Welcome to the forum.

As far as putting a snowblower into the service position, I've done that a few times but not with Ariens but most are basically the same.

Long as you have not overfilled the crankcase, don't go too far beyond vertical, and the gas tank is about 1/2 full or less (so it does not run out the tank filler, turn off the gas valve also if you have one) you should be ok as long as it's not an infinite period of time. Once I'm done with whatever reason I elevated it, I put it back horizontal. Another thing, personally I like to let it sit a while in the normal operating position so everything runs back to where it should before attempting to start the machine.

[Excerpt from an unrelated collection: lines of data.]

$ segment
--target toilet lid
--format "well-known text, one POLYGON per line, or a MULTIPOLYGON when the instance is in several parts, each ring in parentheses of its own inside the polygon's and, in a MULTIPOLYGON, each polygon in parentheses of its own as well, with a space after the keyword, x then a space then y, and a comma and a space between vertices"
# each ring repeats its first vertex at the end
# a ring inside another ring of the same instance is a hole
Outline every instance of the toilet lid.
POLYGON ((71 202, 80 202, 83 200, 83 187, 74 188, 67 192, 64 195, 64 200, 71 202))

You could also check in the Ariens forum, there are a number of experts there that might have already discussed your drive issue.

Good luck.


----------



## Shryp (Jan 1, 2011)

Another thing you could do is remove the fuel cap and stick a piece of plastic bag under it. This should seal the vent. To drain it you can use a piece of hose to siphon, a pump made for that, a cheap turkey baster or anything else you might have around.

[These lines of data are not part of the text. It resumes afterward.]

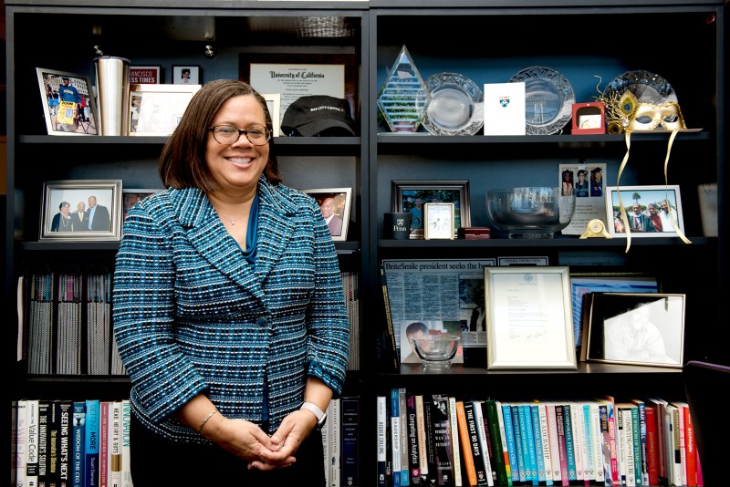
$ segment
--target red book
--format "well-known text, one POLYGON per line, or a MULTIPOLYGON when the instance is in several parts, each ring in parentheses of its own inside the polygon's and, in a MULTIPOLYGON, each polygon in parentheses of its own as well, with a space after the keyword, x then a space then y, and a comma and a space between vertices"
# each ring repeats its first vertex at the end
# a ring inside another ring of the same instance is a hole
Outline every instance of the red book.
POLYGON ((646 407, 646 458, 649 485, 659 485, 659 432, 656 429, 656 406, 646 407))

For the wheel lock I am not familiar with the new ones at all. The older ones just had a pin on the rim and those would sometimes rust and get dried out or dirty.


----------



## slim (Jan 26, 2014)

*remote wheel lock*

Before you adjust it is easier to do if you take off the cover and look as it is attached to a spring and hard to tell when the slack is out. It is pretty obvious how it works. Mine was more than adjustment it needed to be cleaned and lubed. Careful not to get cleaning or lube down in. It works like a pen. They call it a clicker. Adjustment can not be too loose or too tight it's kind of fussy. The other thing is that it helps to wiggle the machine back and forth at the top of the throw. Here is a link to view its opperation






I also made sure it was in two wheel position as I closed as I never use the one wheel position.


----------



## tommytuttle (Jan 13, 2017)

I'm trying to figure out how to fix my drive on the snowblower. It seems to work in reverse, but in forward the left wheel does not drive. I've lubricated the mechanism and adjusted the tention on the cable. 

It seems asthough a pin or something is gone in the axel and there is no connection between the gear for the drive and the axel shaft? although it is working in reverse.

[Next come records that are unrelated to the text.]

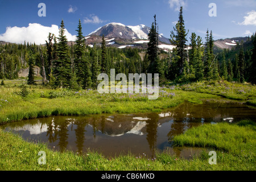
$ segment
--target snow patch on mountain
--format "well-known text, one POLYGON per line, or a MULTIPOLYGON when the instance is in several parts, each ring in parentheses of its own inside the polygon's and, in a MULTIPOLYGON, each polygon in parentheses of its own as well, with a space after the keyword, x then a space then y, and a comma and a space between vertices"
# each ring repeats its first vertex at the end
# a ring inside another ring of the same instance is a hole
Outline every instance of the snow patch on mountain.
POLYGON ((229 43, 228 42, 226 42, 225 43, 226 45, 229 45, 229 46, 237 46, 237 44, 234 44, 234 43, 229 43))
POLYGON ((115 40, 115 38, 113 38, 113 39, 109 39, 109 40, 105 40, 105 41, 106 41, 106 42, 110 42, 110 41, 113 41, 114 40, 115 40))
POLYGON ((136 26, 127 26, 133 30, 133 32, 137 35, 139 39, 147 39, 148 36, 142 29, 145 28, 146 26, 144 24, 140 24, 136 26))
POLYGON ((126 47, 133 47, 133 46, 134 46, 134 45, 126 45, 126 46, 119 46, 119 47, 118 47, 118 48, 119 49, 123 49, 123 48, 126 48, 126 47))
POLYGON ((134 43, 135 44, 144 44, 144 43, 147 43, 149 42, 149 40, 139 40, 139 41, 135 41, 134 43))
POLYGON ((108 45, 114 45, 115 43, 114 42, 110 42, 108 44, 108 45))

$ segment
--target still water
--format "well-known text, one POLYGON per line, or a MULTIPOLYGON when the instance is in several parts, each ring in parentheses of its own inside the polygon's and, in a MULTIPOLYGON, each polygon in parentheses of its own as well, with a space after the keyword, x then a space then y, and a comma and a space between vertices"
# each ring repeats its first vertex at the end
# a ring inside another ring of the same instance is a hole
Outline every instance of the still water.
POLYGON ((101 114, 86 117, 51 117, 1 125, 20 134, 29 142, 47 143, 53 150, 82 154, 90 151, 105 156, 129 152, 154 157, 155 151, 167 151, 185 158, 199 148, 175 147, 172 139, 187 129, 220 122, 256 121, 256 110, 230 102, 185 102, 158 113, 101 114))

11528Le... bought it used so I don't know how old it is. 


If the blower is in the service mode with the trigger thing unlocked so the cog is ingauged, shouldn't it spin both wheels in the air?


----------



## sullfam1 (Jan 10, 2016)

My snowblower Ariens ST11518LE is having the same issue. The remote wheel lock sometimes engages and sometimes it slips out. WOndering if it could be the spring. Also, what does everybody use to lube this area?

Thanks,

Marty


----------